If individual cells were to specify their size by modulating their growth rates rather than their cell cycle length, a cell’s overall synthetic machinery would have to be fine-tuned to reflect its size. In other words, there would have to be feedback linking a cell’s physical dimensions to its anabolic control. The identification of such a mechanism would significantly alter the way we understand growth control. We would need to expand the simple and intuitive model of a discrete size checkpoint to include the continuous modulation of growth rates.

It has been over 150 years since Virchow wrote, “omnis cellula e cellula”, giving us a very modern concept of the cell; since that time, the problem of how cell size is regulated has been staring us in the face. Today we have only achieved a partial phenomenological explanation of cell size homeostasis. Why has it been so difficult? Despite the simplicity of size as a phenotype, its study is inherently challenging. The specific size of a cell is an outcome of numerous and diverse processes. Accumulation of cell mass is directly related to a cell’s metabolic and anabolic activity, as well as protein turnover and autophagy. In proliferating populations, cell size reflects a balance between growth and division. In some cases, size is also affected by a cell’s state of differentiation and physiological conditions. For this reason, it is hard to establish whether a mutation or chemical perturbation that affects cell size is associated with size control per se. In a screen for cell size mutants, Jorgenson et al pointed out this problem, stating that an increase in the mean cell size in a population could reflect a shift to later cell cycle stages, rather than abnormal growth (74). Additionally, a change in rates of cell division could increase or decrease cell size, even if growth rates remain unchanged. In retrospect, anatomical structure has been easier to study than physiological process. Chemical composition yielded to biochemical investigation more readily than integrated mechanisms like growth, shape, motility, and behavior. Whereas genetics could point us to processes that affect size, it could not easily disentangle contributions from nutrition, biogenesis, differentiation, and cell division. But, most importantly, we had only the crudest quantitative measures for the very processes we wished to study at the single cell level: growth and size.

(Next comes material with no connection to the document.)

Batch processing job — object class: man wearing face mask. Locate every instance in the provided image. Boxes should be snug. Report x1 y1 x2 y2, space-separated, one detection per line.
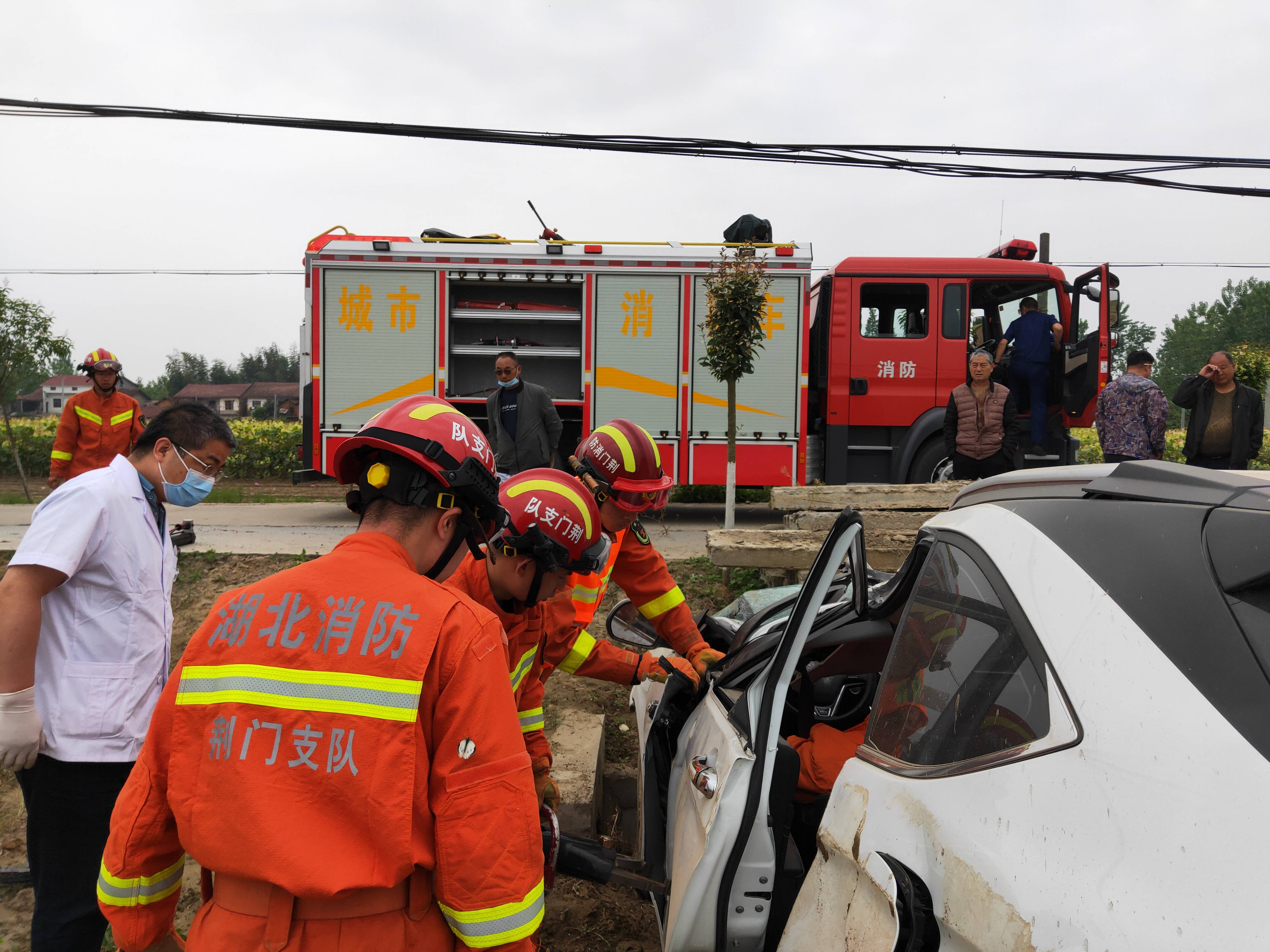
0 404 236 952
485 350 564 474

The advances in recent years, summarized above, have provided evidence that growth and cell cycle progression are coordinated in proliferating cells. Confident that we are not merely studying the wake behind the boat, but that real circuits exist to precisely specify cell size, we can confront the underlying molecular circuitry and explore its biological consequences. We have interesting questions to address. How is the mean cell size established for each lineage? How do cells adapt to external stimuli to change the set point for their size? How does each cell measure its size and assess its deviation from the mean? By what mechanism do proliferating cells alter their rates of growth or passage through the cell cycle to prevent the natural accumulation of size variability? How do size changes affect cell function and do certain cells function best at a given size? What role does cell size play in pathology and senescence? JBS Haldane reminded us of the importance of size at the organism level in his lively essay, “On being the right size.” (75) Biologists who have reveled in the qualitative complexity of cells might take new inspiration from the simple process of size control; it is certain to have deep consequences and fascinating explanations.